The director’s ironic touch is present from the dazzling opening sequence that introduces Nacho (Luis Felipe Tovar) in brief flashes of his perversities. In 1940s Veracruz, these amount mainly to masturbating to pornographic photos of the day while grunting dirty words.
His solitary existence unfolds between his rented room and the cafe downstairs, where he works for tyrannical racist Don Lazaro (Julian Pastor). The sequence is ironically scored by the prelude to “The Mikado,” Nacho’s favorite sing-along opera.
Pace then slows for the rest of the picture to elaborate long takes. The cafe becomes a stage on which appears Lola (Spanish thesp Ariadne Gil, at her sexiest), strung out on opium and alcohol. Nacho offers her his own bed, never suspecting he’s let a typhoon into his life.
Foul-mouthed and mean, she yearns for the arms and organ of a wrestler named Gardenia Wilson (Alberto Estrella), who wants nothing to do with her.

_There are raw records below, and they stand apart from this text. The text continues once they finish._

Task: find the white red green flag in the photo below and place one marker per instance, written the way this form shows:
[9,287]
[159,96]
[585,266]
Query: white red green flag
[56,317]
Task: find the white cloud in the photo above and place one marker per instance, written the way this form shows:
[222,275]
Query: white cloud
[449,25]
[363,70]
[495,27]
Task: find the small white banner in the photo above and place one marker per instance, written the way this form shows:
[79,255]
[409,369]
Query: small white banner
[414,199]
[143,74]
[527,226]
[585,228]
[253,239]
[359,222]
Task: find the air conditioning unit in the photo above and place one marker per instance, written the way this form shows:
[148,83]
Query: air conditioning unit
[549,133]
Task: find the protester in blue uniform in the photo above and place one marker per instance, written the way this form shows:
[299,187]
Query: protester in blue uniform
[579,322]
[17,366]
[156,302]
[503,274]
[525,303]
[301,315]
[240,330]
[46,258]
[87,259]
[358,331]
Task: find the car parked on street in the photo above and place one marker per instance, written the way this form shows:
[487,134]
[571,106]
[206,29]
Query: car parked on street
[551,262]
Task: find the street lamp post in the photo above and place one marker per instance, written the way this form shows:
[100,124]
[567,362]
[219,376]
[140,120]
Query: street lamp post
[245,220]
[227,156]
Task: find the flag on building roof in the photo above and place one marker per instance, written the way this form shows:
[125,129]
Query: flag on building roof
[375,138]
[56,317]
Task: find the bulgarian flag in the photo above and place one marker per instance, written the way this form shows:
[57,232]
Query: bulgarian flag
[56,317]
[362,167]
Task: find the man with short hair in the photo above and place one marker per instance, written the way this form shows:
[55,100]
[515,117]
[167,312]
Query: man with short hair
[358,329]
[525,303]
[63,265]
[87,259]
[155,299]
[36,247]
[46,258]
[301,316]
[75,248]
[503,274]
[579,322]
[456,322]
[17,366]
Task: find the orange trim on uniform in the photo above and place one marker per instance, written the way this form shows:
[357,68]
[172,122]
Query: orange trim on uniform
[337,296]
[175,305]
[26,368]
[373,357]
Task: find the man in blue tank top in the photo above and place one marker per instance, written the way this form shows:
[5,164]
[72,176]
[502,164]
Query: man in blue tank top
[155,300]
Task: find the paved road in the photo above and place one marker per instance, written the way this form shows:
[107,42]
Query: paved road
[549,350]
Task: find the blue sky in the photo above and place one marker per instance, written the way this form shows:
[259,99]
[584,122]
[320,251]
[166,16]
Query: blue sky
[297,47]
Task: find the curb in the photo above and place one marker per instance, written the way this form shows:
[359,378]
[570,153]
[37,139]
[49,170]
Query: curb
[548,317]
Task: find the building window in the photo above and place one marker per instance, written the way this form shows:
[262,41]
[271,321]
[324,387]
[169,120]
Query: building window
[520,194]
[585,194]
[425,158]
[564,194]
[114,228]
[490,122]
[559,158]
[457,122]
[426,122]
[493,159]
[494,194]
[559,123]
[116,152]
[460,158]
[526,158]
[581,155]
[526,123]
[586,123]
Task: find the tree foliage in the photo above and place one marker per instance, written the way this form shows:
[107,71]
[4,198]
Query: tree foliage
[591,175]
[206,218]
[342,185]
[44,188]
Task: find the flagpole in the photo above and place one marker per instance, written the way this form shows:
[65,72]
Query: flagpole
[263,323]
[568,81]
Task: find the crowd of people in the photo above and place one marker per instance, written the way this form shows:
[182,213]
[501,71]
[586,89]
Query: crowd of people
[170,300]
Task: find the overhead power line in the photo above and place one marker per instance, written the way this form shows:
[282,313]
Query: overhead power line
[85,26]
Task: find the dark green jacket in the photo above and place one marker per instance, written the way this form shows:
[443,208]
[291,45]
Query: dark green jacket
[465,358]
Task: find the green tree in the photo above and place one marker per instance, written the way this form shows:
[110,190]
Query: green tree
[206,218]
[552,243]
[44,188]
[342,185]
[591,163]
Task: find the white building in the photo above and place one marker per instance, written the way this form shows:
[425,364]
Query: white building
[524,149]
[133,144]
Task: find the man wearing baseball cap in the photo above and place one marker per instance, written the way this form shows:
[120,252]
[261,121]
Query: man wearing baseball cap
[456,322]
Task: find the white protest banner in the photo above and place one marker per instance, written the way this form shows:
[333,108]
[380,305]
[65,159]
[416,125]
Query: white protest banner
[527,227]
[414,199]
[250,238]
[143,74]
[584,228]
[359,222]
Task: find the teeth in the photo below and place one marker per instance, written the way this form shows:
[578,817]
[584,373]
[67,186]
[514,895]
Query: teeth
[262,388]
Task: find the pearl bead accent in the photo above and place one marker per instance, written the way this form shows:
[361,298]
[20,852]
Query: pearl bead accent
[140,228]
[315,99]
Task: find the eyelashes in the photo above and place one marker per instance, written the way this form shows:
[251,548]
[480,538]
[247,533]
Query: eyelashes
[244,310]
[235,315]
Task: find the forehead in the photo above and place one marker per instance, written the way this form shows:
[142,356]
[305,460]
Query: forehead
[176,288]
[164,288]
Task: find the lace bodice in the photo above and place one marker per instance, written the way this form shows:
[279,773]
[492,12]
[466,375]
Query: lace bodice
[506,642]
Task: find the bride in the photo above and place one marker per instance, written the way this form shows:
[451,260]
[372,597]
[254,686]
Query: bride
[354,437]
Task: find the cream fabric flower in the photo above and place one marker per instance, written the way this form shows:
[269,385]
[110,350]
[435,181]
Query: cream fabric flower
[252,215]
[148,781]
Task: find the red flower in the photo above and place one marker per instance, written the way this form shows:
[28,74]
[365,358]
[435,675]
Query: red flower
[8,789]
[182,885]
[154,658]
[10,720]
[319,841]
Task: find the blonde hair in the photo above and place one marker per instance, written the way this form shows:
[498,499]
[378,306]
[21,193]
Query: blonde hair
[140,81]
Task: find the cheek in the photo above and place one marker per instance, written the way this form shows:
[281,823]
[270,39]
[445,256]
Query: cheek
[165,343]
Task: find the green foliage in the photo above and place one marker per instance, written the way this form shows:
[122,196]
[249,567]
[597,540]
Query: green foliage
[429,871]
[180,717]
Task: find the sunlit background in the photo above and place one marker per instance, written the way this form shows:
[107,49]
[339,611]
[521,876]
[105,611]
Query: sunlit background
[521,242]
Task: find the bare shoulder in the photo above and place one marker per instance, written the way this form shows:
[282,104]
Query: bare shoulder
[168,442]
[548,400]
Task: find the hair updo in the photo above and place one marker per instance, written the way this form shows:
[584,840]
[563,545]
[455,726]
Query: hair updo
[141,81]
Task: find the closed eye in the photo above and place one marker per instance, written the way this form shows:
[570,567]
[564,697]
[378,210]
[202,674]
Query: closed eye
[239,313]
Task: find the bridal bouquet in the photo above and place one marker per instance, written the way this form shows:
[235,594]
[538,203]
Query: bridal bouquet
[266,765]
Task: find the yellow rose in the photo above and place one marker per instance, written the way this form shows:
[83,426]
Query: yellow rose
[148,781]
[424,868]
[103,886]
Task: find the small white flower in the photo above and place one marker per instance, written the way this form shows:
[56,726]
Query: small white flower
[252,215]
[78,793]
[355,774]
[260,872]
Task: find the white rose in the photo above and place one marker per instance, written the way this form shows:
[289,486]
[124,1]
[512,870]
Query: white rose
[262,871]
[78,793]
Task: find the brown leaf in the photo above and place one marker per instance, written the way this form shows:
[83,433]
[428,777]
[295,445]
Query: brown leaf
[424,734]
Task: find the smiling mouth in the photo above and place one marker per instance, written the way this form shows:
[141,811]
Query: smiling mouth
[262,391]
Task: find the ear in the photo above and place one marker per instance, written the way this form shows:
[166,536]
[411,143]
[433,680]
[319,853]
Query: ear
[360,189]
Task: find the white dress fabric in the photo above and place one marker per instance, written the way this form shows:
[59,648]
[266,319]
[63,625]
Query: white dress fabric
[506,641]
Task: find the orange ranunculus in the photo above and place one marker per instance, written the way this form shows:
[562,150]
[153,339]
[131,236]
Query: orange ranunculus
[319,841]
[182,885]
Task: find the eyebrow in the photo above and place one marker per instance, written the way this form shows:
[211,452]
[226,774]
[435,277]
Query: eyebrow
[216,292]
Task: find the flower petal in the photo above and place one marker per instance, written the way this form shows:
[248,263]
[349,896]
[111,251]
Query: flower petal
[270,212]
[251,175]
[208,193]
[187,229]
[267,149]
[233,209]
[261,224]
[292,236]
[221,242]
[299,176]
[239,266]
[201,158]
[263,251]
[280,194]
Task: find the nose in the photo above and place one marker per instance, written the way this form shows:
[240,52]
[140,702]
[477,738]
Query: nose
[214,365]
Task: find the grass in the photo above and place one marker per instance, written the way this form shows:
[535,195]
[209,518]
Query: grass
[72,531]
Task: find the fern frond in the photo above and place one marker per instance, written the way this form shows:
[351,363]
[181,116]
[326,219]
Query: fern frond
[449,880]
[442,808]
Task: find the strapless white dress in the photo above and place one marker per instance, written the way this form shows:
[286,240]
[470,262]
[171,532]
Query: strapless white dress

In contrast to the macho Wilson, Nacho is accused by Lola of being a spineless toady to his abusive boss. Recognizing his masochistic bent, she gives vent to her own sadism by systematically humiliating him. He willingly licks the sole of her foot and sucks coffee off her glove.
But in Ripstein’s universe, created together with his regular scripter Paz Alicia Garciadiego, this brutal S&M relationship finds its place in the normal order of things. A quartet of Spanish Republicans who have fled in defeat from Franco’s Spain sit in the cafe bitterly licking their wounds and day-dreaming about killing Franco. One of them, nicknamed Mikado (Juan Diego), sets up a photography studio where he stages revolutionary scenes with painted backdrops and costumed stand-ins. He suggests a final solution for Nacho’s pain, replacing his delusional myth of sex with that of political hero.
Gil is vividly menacing as the aggressive, sex-crazed firebrand Lola, a “virgin of lust” with a desperate, hurt underbelly. As Nacho, Tovar jumps from sleepy passivity to the self-mutilating despair of a love slave. Patricia Reyes Spindola is notable as one of his neighbors, a down-to-earth seamstress accustomed to life’s knocks.
Cinematographer Esteban De Llaca’s camera is so fluid it seems to fly around Antonio Munohierro’s dreamlike sets, which range from a Chinese opium den and wrestling ring to womb-like hidden rooms in the labyrinthine building where the characters live and work. Leoncio Lara’s score foregrounds “The Mikado’s” exalting strains quite effectively as an offbeat comment on the action.